Search code examples
pythonweb-scrapingrecaptcha

GoogleCaptcha roadblock in website scraper


I am currently working on a scraper for aniworld.to. My goal is it to enter the anime name and get all of the Episodes downloaded. I have everything working except one thing... The websites has a Watch button. That Button redirects you to https://aniworld.to/redirect/SOMETHING and that Site has a captcha which means the link is not in the html... Is there a way to bypass this/get the link in python? Or a way to display the captcha so I can solve it? Because the captcha only appears every lightyear. The only thing I need from that page is the redirect link. It looks like this: https://vidoza.net/embed-something.html My very very wip code is here if it helps: https://github.com/wolfswolke/aniworld_scraper


Solution

  • Mitchdu showed me how to do it.

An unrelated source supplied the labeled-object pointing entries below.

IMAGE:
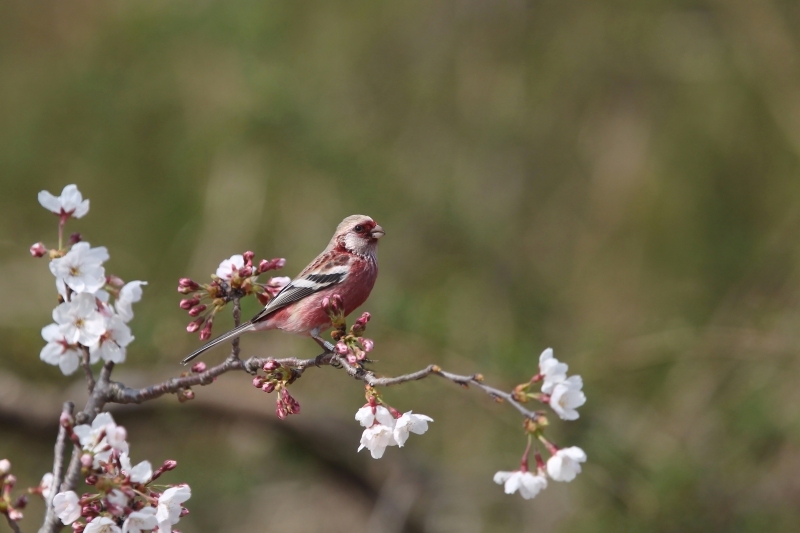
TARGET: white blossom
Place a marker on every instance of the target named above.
(527, 484)
(102, 524)
(46, 486)
(564, 465)
(58, 351)
(81, 269)
(567, 396)
(79, 321)
(410, 422)
(138, 521)
(553, 370)
(129, 294)
(230, 266)
(110, 346)
(376, 439)
(141, 473)
(169, 507)
(367, 418)
(66, 506)
(70, 202)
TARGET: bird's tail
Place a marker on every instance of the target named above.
(232, 334)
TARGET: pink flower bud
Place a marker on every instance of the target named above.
(194, 325)
(367, 344)
(188, 303)
(196, 310)
(188, 283)
(38, 250)
(341, 348)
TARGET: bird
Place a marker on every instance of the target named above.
(348, 266)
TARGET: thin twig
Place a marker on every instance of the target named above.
(87, 369)
(13, 524)
(51, 519)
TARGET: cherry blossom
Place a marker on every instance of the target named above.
(67, 506)
(169, 506)
(58, 351)
(102, 524)
(553, 370)
(129, 294)
(376, 439)
(69, 204)
(527, 484)
(229, 267)
(79, 321)
(410, 422)
(110, 346)
(567, 396)
(138, 521)
(564, 465)
(81, 269)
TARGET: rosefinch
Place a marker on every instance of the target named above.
(347, 267)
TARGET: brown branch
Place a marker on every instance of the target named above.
(13, 524)
(51, 519)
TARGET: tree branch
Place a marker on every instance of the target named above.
(51, 519)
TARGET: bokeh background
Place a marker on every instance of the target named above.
(618, 180)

If anyone else needs help here is my code: https://github.com/wolfswolke/aniworld_scraper/blob/main/src/logic/captcha.py

    from selenium import webdriver
    from selenium.webdriver.chrome.service import Service
    from webdriver_manager.chrome import ChromeDriverManager
    from selenium.webdriver.support.ui import WebDriverWait
    from threading import Thread
    
    import os
    def open_captcha_window(full_url):
        working_dir = os.getcwd()
        path_to_ublock = r'{}\extensions\ublock'.format(working_dir)
        options = webdriver.ChromeOptions()
        options.add_argument("app=" + full_url)
        options.add_argument("window-size=423,705")
        options.add_experimental_option('excludeSwitches', ['enable-logging'])
        if os.path.exists(path_to_ublock):
            options.add_argument('load-extension=' + path_to_ublock)
    
        driver = webdriver.Chrome(service=Service(ChromeDriverManager().install()), options=options)
        driver.get(full_url)
    
        wait = WebDriverWait(driver, 100, 0.3)
        wait.until(lambda redirect: redirect.current_url != full_url)
    
        new_page = driver.current_url
        Thread(target=threaded_driver_close, args=(driver,)).start()
        return new_page
    
    
    def threaded_driver_close(driver):
        driver.close()